Hecht, who has lived in Athens County for 34 years, has a bachelor's degree in criminal justice.
Lantz, 49, of Route 684, Pomeroy, is facing opposition in the Republican Primary from Yolan Dennis of Fleming, who recently announced her candidacy for the Ohio House seat in the 94th District. The winner will face Democrat incumbent Debbie Phillips of Albany, who is unopposed on the primary election ballot.
Lantz, who is from Washington County, part of which is in the 94th District, has lived in Meigs County for 26 years. In the 1980s, he was co-owner of Albany Lumber in Athens County, and he received his sawyer certificate from Hocking College. He currently works as a log buyer for DJM Hardwoods & Veneer in Gallipolis Ferry, W.Va.
Lantz said that as a state representative he would work to create jobs so that people can be less dependent on government programs.

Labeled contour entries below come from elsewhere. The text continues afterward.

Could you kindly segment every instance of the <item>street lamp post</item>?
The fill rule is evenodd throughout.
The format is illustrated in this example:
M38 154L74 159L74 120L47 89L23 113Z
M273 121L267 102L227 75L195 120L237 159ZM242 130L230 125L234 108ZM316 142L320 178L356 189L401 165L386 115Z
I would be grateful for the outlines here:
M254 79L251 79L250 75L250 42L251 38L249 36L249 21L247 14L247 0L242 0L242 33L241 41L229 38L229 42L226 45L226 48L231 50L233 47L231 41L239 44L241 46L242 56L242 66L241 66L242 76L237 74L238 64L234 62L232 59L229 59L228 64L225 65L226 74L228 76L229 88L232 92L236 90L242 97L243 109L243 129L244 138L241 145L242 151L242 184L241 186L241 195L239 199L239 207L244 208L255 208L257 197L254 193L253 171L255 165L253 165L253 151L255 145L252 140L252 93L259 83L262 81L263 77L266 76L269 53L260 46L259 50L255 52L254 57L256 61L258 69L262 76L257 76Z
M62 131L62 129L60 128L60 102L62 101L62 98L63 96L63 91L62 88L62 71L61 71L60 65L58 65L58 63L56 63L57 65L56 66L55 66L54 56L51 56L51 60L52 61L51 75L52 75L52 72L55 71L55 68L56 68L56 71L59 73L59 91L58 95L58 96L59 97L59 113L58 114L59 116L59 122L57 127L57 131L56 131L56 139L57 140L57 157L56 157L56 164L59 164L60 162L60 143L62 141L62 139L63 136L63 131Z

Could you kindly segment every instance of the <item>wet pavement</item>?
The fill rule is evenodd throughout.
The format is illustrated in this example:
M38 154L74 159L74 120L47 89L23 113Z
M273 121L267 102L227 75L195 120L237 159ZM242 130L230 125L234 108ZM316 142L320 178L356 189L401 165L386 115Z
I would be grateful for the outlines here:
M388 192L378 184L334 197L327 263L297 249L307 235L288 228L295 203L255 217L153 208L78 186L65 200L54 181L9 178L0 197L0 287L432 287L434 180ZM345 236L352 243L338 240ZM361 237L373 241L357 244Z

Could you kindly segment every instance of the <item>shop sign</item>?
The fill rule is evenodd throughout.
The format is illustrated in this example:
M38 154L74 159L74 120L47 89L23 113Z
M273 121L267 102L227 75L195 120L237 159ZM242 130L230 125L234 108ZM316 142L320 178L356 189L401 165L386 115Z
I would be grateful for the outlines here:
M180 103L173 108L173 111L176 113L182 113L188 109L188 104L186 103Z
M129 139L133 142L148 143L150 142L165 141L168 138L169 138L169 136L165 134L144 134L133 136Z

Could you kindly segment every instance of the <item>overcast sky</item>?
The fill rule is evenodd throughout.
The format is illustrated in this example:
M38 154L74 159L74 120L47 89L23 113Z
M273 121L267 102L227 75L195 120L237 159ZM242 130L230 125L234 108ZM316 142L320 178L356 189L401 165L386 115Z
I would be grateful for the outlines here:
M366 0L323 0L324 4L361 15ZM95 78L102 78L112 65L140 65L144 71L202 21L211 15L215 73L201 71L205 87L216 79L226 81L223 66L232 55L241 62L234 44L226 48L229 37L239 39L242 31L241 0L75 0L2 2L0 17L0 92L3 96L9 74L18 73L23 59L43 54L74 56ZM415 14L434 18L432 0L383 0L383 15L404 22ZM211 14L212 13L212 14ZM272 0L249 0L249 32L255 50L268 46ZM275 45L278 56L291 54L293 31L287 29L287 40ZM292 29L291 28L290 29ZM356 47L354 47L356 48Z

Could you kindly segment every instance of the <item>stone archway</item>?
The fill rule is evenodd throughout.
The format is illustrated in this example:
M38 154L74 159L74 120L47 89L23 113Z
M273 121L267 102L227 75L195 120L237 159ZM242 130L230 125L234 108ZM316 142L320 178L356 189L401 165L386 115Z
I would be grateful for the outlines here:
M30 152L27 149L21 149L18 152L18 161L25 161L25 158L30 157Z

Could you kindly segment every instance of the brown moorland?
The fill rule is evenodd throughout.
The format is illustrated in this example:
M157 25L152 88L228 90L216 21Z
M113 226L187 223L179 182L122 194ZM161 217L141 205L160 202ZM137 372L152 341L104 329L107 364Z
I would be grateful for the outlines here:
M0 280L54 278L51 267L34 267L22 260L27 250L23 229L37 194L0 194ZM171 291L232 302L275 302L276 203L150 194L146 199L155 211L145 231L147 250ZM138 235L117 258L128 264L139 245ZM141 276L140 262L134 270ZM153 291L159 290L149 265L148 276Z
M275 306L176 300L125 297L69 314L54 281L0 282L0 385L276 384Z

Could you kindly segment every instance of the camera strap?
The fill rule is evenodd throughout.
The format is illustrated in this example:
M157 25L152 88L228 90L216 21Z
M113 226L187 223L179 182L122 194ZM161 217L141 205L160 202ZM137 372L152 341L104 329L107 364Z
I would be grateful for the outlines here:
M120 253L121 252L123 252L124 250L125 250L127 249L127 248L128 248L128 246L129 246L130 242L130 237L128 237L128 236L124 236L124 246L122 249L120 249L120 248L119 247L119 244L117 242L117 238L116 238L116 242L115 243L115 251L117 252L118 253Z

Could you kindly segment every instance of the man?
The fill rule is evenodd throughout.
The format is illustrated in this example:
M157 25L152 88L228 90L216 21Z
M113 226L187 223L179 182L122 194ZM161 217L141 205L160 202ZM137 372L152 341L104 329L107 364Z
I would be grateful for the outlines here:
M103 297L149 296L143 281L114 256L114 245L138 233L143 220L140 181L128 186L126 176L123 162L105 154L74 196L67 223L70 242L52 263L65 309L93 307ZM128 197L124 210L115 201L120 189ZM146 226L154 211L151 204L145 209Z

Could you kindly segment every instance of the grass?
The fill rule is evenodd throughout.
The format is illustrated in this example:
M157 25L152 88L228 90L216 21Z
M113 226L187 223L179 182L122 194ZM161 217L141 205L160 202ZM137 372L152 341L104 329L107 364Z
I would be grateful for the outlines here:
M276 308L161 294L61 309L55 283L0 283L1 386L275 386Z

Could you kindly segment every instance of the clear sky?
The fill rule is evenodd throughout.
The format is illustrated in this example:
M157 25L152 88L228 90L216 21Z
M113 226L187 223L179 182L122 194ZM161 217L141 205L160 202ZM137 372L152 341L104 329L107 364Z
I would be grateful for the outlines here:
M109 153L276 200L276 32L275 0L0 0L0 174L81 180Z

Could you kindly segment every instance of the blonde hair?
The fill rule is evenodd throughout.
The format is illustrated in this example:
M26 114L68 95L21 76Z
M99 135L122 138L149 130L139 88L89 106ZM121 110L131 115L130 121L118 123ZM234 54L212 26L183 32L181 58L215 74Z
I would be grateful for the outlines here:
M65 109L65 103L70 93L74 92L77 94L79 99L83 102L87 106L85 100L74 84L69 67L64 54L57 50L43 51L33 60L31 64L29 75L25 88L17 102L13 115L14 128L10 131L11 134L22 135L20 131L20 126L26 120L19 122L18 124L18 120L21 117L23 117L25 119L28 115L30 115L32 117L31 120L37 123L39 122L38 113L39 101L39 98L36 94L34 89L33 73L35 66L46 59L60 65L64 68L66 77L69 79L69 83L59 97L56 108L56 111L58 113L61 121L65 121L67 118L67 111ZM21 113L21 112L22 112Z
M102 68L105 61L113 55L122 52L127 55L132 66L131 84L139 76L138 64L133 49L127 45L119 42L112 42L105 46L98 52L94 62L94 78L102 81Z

"What we need is the independence of a job, so we can lead our lives as we see fit," Lantz said.
Lantz said he sees oil and gas development as a potential source of jobs in the region, and that Southeastern Ohio needs to position itself to take advantage of the jobs that will be offshoots of the ethane processing plant planned for Wood County, W.Va.
He said Southeastern Ohio has abundant natural resources — including oil, gas and coal — and rather than just exporting energy the area needs to use it as a basis for creating manufacturing jobs.
"There are a host of avenues that can be pursued to create jobs," Lantz said.
"I feel that Southeastern Ohio has an opportunity to be a leader in the state of Ohio," Lantz said, if it has the right representation in state government.
Lantz, who was a volunteer firefighter for 21 years, said he has been active in the community, citing as an example a public meeting he helped organize last fall concerning the Ohio Department of Transportation's plan to convert portions of state highway in Meigs County into county roads.
He is married and has three daughters.